[Illustration: H.M.S. Monmouth, Armoured Cruiser.
Sunk at Coronel, November 1st, 1914.]
The strongest of all the lighter ships that cleared the way for Jellicoe's battle fleet were the armoured cruisers, which are about half way between the light and battle cruisers. Sir Robert Arbuthnot's First Armoured Cruiser Squadron, speeding ahead of Jellicoe, swooped down on the German light cruisers in grand style, sank one, lamed two, and was driving the rest before it, helter-skelter, when, without a moment's warning, the huge hulls of the German battle line loomed out of the mist at almost point-blank range! In his eagerness to make short work of all the German light craft in the way Sir Robert had lost his bearings in the baffling mist and run right in between the two great battle lines. Quick as a flash he fought the German giants with every gun that he could bring to bear while turning back to take his proper station on the flank. But he was doomed and knew it. Yet, even at that fatal moment, his first thought was for the men whom, through no fault of his own, he had led into this appalling death-trap; and besides the order to turn back he signalled the noble apology to all hands under his command: "I beg your pardon." The end came soon. A perfect tornado of gigantic shells had struck his flagship, the Defence, at the very first salvo. She reeled under the terrific shock and had hardly begun to right herself before her sides were smashed in by another. At the third she crumpled up and sank with every soul aboard of her. Her next astern and second, the Black Prince, and the Warrior, managed to crawl away under cover of the mist. But both went down; though the battered Black Prince survived to be sunk by German battleships during the night.
[Illustration: BATTLESHIP FIRING A BROADSIDE.]
About this time, just after six, the fight was at its very fiercest, especially between the opposing light craft. It was a question of life or death for the Germans to keep the British light craft away and use their own to the utmost while their battle line was turning toward the west in a desperate effort to keep ahead of Jellicoe. This was not cowardice, but a desire to save the German fleet from utter ruin once victory was seen to be impossible. Not all the brave deeds were on one side. How much the Grand Fleet's honour would be dimmed if its opponents had been cowards or if its own commander had failed to give the enemy his due! "The enemy," said Jellicoe in his dispatch, "fought with the gallantry that was expected of him, and showed humanity in rescuing officers and men from the water. I particularly admired the conduct of those on board a disabled German light cruiser which passed down the British line under a heavy fire that was returned by the only gun still left in action." But of course this was well matched by many a vessel on the British side, in a fight so fierce and a turmoil so appalling that only men of iron training and steel nerves could face it.

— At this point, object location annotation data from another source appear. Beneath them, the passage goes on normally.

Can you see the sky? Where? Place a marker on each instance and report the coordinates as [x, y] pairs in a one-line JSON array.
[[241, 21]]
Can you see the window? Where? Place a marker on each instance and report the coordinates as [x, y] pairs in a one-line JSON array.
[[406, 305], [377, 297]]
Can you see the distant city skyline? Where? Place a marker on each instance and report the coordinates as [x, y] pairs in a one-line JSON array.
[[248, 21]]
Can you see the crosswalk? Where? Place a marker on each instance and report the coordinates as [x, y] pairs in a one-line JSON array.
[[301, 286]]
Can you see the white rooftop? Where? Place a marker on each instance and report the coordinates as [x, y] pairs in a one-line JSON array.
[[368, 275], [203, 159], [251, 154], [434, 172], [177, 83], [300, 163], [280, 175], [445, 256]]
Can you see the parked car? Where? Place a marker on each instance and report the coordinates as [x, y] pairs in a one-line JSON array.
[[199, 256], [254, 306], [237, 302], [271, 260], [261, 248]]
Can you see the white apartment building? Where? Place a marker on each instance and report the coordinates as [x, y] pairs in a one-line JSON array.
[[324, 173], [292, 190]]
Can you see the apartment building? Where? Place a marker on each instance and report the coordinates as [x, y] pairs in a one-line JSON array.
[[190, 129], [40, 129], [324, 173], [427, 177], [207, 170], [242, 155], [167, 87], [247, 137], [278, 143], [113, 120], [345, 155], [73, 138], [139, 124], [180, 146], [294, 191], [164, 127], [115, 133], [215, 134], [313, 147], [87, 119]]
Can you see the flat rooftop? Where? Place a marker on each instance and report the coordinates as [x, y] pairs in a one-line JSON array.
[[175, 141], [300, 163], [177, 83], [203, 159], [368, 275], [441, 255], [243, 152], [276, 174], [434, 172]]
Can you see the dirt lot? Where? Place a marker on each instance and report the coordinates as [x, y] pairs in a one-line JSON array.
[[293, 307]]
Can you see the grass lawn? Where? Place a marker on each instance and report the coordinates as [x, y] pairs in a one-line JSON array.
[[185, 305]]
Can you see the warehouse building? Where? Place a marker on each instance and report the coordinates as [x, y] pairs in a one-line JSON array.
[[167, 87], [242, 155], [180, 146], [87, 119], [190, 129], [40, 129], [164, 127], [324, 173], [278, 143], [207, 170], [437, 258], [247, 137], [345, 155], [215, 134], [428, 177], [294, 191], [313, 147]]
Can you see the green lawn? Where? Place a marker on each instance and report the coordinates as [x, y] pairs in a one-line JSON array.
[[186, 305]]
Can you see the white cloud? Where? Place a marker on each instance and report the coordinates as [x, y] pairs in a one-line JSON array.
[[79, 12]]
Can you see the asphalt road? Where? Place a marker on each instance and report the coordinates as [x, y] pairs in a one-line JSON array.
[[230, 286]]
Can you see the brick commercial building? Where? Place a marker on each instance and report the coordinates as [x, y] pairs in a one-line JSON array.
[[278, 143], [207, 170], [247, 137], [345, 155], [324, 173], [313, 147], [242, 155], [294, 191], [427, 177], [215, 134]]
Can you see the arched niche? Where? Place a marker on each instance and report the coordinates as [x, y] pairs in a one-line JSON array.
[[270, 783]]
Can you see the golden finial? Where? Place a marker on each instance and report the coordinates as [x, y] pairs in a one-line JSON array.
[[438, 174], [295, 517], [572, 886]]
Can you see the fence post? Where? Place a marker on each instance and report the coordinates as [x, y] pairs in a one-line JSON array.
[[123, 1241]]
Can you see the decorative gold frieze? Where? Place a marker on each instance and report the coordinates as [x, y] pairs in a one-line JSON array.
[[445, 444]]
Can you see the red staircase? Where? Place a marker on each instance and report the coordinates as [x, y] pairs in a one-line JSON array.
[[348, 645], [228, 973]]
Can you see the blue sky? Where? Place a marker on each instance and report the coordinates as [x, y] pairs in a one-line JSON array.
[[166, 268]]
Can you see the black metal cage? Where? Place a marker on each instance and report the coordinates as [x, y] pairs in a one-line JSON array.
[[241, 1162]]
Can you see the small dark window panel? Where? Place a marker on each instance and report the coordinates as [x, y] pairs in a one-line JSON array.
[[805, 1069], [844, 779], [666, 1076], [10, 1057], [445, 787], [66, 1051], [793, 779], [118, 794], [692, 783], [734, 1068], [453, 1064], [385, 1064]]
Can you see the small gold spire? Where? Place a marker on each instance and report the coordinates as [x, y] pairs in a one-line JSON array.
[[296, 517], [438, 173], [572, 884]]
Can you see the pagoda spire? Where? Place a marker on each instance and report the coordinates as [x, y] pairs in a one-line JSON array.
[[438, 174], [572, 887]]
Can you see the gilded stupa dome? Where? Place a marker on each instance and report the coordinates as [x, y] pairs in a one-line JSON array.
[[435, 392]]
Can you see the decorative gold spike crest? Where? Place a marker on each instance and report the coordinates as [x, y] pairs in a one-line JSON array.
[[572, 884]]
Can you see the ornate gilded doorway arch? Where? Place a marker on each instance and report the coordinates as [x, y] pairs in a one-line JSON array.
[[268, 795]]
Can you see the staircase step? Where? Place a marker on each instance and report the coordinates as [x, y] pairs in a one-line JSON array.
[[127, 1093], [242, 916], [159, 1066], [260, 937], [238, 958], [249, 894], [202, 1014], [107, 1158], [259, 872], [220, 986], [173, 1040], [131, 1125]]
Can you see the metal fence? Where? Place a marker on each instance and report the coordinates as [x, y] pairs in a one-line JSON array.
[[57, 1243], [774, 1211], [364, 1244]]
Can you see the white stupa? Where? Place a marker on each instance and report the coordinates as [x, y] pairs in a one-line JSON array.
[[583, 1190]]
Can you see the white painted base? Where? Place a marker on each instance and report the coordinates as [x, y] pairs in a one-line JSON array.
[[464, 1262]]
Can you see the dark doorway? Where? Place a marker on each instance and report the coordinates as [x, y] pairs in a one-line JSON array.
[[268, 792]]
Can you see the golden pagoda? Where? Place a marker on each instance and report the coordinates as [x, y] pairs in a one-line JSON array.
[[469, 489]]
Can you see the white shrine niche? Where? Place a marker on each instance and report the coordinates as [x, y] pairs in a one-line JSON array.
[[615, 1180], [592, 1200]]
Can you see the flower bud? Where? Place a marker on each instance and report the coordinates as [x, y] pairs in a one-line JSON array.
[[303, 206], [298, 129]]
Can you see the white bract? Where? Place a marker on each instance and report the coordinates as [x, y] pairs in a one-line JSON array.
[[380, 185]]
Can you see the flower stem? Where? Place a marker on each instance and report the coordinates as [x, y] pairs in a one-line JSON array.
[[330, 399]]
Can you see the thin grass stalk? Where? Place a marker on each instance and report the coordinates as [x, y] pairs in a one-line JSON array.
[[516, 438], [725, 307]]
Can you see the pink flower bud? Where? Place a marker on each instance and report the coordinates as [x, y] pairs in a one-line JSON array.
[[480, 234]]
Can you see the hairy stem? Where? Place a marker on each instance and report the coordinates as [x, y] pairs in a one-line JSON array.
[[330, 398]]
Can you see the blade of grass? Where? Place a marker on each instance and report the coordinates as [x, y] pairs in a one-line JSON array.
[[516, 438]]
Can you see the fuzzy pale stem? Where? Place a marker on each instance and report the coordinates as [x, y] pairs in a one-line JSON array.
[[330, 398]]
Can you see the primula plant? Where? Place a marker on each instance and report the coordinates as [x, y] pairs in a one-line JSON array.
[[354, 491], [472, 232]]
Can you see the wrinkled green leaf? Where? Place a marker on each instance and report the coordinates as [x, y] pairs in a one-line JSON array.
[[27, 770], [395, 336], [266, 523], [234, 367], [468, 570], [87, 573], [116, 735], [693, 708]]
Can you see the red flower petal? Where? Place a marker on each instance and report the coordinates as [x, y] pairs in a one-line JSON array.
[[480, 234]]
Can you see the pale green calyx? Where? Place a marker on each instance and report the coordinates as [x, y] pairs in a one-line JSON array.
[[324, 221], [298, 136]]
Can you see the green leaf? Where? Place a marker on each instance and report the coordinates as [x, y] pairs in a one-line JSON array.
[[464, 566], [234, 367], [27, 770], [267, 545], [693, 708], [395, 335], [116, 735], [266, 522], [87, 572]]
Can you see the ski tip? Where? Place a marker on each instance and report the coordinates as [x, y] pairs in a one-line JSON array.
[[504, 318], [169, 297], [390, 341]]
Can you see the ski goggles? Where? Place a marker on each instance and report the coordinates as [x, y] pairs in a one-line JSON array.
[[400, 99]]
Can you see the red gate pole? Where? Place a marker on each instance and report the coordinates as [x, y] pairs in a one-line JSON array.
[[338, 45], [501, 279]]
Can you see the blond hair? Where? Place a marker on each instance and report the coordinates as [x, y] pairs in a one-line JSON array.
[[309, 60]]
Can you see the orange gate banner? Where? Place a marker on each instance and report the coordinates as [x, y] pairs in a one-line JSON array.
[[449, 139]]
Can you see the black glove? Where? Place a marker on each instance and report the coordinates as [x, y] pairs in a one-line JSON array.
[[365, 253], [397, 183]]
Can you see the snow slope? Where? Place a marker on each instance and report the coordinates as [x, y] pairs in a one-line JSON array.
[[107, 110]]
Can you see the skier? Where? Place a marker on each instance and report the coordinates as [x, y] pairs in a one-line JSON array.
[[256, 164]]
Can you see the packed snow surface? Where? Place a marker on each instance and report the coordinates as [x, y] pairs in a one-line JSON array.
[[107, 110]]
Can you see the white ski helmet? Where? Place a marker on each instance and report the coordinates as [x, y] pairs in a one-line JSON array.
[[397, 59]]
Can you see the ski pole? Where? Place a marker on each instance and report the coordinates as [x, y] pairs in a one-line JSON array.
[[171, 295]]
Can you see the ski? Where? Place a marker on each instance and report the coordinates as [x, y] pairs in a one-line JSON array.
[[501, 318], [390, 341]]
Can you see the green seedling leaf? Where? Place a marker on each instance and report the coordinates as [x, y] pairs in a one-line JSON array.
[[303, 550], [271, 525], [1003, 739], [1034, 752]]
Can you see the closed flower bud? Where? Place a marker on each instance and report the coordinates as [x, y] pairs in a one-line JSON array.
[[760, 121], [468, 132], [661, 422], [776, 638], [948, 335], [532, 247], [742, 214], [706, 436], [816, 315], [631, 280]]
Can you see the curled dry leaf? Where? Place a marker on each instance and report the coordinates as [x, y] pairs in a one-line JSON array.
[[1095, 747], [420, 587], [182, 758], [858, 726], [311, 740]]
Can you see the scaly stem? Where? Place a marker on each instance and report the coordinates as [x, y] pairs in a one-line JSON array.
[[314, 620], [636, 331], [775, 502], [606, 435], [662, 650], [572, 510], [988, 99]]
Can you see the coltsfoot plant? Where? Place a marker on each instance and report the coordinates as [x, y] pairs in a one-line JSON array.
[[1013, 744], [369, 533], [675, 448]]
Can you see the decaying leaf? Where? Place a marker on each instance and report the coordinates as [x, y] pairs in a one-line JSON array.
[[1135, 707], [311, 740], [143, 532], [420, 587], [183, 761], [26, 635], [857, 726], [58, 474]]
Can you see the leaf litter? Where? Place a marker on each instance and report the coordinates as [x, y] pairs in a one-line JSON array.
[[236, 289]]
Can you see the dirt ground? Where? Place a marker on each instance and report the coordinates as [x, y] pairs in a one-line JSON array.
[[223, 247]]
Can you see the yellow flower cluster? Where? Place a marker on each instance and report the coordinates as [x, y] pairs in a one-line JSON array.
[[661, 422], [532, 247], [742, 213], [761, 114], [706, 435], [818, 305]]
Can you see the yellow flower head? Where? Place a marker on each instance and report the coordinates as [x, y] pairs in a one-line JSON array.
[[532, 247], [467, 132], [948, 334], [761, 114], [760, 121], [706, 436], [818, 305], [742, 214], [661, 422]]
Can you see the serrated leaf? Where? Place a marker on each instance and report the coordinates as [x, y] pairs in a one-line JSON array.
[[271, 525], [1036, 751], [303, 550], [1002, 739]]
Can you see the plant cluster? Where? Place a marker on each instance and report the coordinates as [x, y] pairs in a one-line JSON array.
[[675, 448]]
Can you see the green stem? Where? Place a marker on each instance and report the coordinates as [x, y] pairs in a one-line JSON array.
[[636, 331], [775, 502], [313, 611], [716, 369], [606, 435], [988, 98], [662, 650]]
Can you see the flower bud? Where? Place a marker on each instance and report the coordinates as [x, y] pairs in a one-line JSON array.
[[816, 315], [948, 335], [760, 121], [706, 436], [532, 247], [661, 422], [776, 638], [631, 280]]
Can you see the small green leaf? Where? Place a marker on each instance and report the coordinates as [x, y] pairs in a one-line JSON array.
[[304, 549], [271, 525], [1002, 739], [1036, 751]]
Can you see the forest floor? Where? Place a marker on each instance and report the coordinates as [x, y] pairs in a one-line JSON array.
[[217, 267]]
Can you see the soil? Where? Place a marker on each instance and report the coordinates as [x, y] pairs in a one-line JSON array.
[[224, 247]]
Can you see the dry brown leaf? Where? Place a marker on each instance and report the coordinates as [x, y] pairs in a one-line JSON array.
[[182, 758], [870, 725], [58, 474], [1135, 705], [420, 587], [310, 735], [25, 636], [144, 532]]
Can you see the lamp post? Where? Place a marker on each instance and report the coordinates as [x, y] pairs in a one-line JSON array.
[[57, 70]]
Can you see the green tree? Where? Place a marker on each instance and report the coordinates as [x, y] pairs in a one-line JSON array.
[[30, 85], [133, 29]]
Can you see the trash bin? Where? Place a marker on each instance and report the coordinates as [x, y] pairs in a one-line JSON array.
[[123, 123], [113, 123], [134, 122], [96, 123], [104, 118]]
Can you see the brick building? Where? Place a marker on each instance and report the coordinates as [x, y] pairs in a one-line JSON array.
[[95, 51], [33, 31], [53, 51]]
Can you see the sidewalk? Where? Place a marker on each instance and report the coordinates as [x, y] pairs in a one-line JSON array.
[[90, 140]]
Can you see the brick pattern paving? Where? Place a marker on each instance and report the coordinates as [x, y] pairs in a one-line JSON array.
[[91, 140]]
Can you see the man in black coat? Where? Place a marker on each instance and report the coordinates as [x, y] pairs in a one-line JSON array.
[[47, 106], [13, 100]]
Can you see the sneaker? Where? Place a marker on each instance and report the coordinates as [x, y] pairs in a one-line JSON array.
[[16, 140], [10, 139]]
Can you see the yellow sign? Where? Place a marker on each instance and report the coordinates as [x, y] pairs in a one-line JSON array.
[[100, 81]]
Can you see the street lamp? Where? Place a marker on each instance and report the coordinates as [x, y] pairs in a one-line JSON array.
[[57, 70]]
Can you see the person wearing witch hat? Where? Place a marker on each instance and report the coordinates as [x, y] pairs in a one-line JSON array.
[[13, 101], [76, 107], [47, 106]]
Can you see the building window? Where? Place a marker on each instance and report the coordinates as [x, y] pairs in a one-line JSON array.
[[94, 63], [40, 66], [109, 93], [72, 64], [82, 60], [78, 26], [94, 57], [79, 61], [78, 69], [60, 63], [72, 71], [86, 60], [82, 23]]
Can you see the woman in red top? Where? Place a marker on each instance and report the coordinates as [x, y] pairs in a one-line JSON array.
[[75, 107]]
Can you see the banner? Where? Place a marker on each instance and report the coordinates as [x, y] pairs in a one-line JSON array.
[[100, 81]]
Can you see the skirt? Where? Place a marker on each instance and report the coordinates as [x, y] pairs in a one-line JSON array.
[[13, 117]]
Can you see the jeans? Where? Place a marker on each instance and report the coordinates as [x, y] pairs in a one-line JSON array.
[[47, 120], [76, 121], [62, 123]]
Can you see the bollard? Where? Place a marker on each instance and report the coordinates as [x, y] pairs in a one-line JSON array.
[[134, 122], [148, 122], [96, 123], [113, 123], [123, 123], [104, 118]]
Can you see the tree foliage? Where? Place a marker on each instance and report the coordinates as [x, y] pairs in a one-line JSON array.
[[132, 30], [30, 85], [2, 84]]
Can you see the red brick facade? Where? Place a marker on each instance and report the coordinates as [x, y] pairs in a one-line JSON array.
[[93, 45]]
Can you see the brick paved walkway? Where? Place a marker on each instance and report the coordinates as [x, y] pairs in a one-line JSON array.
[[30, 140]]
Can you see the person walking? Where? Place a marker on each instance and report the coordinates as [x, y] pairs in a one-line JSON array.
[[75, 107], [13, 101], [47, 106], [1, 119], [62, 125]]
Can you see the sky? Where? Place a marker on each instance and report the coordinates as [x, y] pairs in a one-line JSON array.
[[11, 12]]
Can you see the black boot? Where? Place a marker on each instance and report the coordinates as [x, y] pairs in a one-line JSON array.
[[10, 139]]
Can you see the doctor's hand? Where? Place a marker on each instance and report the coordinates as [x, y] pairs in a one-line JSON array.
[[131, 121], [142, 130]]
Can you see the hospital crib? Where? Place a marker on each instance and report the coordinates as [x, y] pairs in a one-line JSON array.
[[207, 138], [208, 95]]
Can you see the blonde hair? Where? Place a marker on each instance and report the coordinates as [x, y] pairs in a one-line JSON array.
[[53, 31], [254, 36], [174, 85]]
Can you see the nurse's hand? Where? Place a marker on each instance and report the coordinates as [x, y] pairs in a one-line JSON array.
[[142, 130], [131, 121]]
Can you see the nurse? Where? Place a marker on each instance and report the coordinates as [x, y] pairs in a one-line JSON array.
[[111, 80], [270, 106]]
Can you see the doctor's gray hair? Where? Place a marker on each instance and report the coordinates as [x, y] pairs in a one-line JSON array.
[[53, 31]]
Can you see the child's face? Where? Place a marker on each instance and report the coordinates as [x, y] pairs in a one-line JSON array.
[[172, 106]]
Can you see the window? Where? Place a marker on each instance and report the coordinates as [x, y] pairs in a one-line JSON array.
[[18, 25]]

Light craft of all kinds were darting to and fro, attacking, defending, firing guns and torpedoes, smashing and being smashed, sinking and being sunk, and trying to help or hinder the mighty lines of battle whose own gigantic guns flashed and thundered without a moment's pause.
As Jellicoe closed in to get the strangle-hold his mighty battle fleet had, in very truth, to go through fire and water: the racing ships, their slashing bows and seething wakes; the pall of smoke, stabbed by ten thousand points of fire, together making the devil's colours—yellow, red, and black; the leaping waterspouts thrown up by shells that missed; the awful crashings when the shells struck home; the vessels reeling under well-aimed, relentless salvoes; the ships on fire beyond the reach of human aid; the weirdness of the mist that veiled these dreadful horrors, or made them ghastlier still, or suddenly brought friend and foe together either to sink or swim; the summer sea torn into the maddest storm by ships and shells; while, through and round the whole of this inferno, there swelled and thundered the stunning roar of such a giant fight as other navies had never seen or even dreamt of. So deafening was this roar, and so absorbing were the changes of the fight, that when a ton-weight shell swept overboard every atom of the bridge aboard the leading ship of a flotilla—with compass, chart-house, engine-room-telegraph, steering wheel, and every soul on duty there—the men on "monkey's island," just above the bridge, never knew their ship was even hit till she began to run amuck and rammed another British vessel!
This was the battle into which Jellicoe had to fit his own vast force of twenty-four dreadnoughts without checking Beatty, without letting the Germans get a clear run home, and without risking the loss of his own best battleships by making one false move. At four minutes to six Jellicoe sighted Beatty. Five minutes later he asked him for the position of the German line. Nine minutes later he asked again. The smoke and mist were so bad at first that it was not till 6.14 that Beatty could say exactly. At 6.16—just two minutes later—Jellicoe's plan was made and his orders had gone out. There, in the conning tower of the Iron Duke, within those two short minutes, he had calmly thought out every chance and change and way of going into action under conditions which could not have been worse for him or better for the Germans.